That's a huge advantage over M3 NPU in perf/watt. I wonder if it's real.
I wouldn't trust any of these claims (for QC, for Intel, for Apple) right now.
The basic problem is I have no idea what's in "Procyon AI".
CPU's have been around long enough and are understood well enough that we kinda know what to expect from a CPU benchmark (though even there a coder can write code that will, or will not, be well mapped by the compiler onto SIMD...)
GPU's take us into a world where coders are much less aware of best practices for a given family of devices, so that even things like choice of algorithm or tuning (how many registers to use? how large threadgroups? ...) can have a large effect.
And with NPUs it's the wild west. The people writing these benchmarks have no clue what goes on inside the NPU, have no clue what flexibility is available in terms of tweaking the net to get same results but better performance on hardware X, and I'm not even convinced they (or anyone!) especially know the appropriate balance of functionality to be testing. Should they be testing mostly fully-connected layers or convolution layers? If convolutions, small (3x3) or larger (17x17)? What activation function should be used, good old ReLU, or various fancy alternatives? Testing with or without quantization? Straight line nets, or branched nets, or conditional nets (like mixture of experts)? etc etc
I suspect the whole thinking behind this is misguided.
When QuickTime started, it wasn't clear how things would play out and for the first few years the most visible face of QuickTime (not technically the most interesting, but publicly most visible) was that you could plug in different codecs for audio, video, and images. But after a few years smarter people than me within Apple realized that this was sub-optimal, that it made more sense, now that the world of codecs had settled down somewhat, to choose a few blessed codecs, optimize the hell out of those, and ignore the rest. So we went from a smorgasbord to Sorenson (for a few years) as the blessed video codec, to MPEG-4 and then the world of today (h.264 then h.265, on optimized hardware for both encode and decode).
My point is that while the rest of the world is still excited about plug-in neural nets (as in I download a random net, equivalent of a random codec) and just start running it on my hardware, I suspect Apple is looking to a future where there are a few blessed nets (probably different on each platform) that are the workhorses for that platform, and which will be the primary targets of HW and SW optimization. Maybe MobileOne for vision, OpenElm for language.
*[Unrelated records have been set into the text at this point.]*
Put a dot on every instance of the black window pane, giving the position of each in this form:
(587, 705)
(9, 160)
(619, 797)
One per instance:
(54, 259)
Just like you can run Dirac (or whatever the darling open source codec is this year) on your Apple hardware – but the experience will suck compared to just doing what Apple tells you and using h.265, so I suspect what will matter going forward is APPLE's vision and language networks. You will hook into those using Vision and Language APIs, with the ability to tweak things for various scenarios (eg adding vocabulary) but where Apple will focus their attention is on those. You can bring your own network and if it's for something minor (like classifying exercise) it will be fine; but if it's something major (like language) it will clearly suck compared to using the Apple built-in.
So I SUSPECT that this QC talk is just nonsense. It's like boasting that you have hardware that runs Dirac way more efficiently than an iPad – perhaps true, but also utterly irrelevant. The job to be done is not "run Dirac", it's "provide a video codec and its ecosystem". Likewise for the average person, the job to be done is not "run <random AI network> efficiently", it is "provide Vision functionality and Language functionality".
It took a few years for the PC ecosystem to pick up this particular change in codecs (inevitable given the way the PC world is about fragmented hardware) and it will be the same for ML. I expect three years from now QC, Intel and AMD, will be making similar boasts, and it simply will not matter on the Apple side – by then the built-in Vision and Language APIs will be well entrenched, sane developers will not be adding their own large nets, and no-one in the Apple world will care how Procyon AI performs.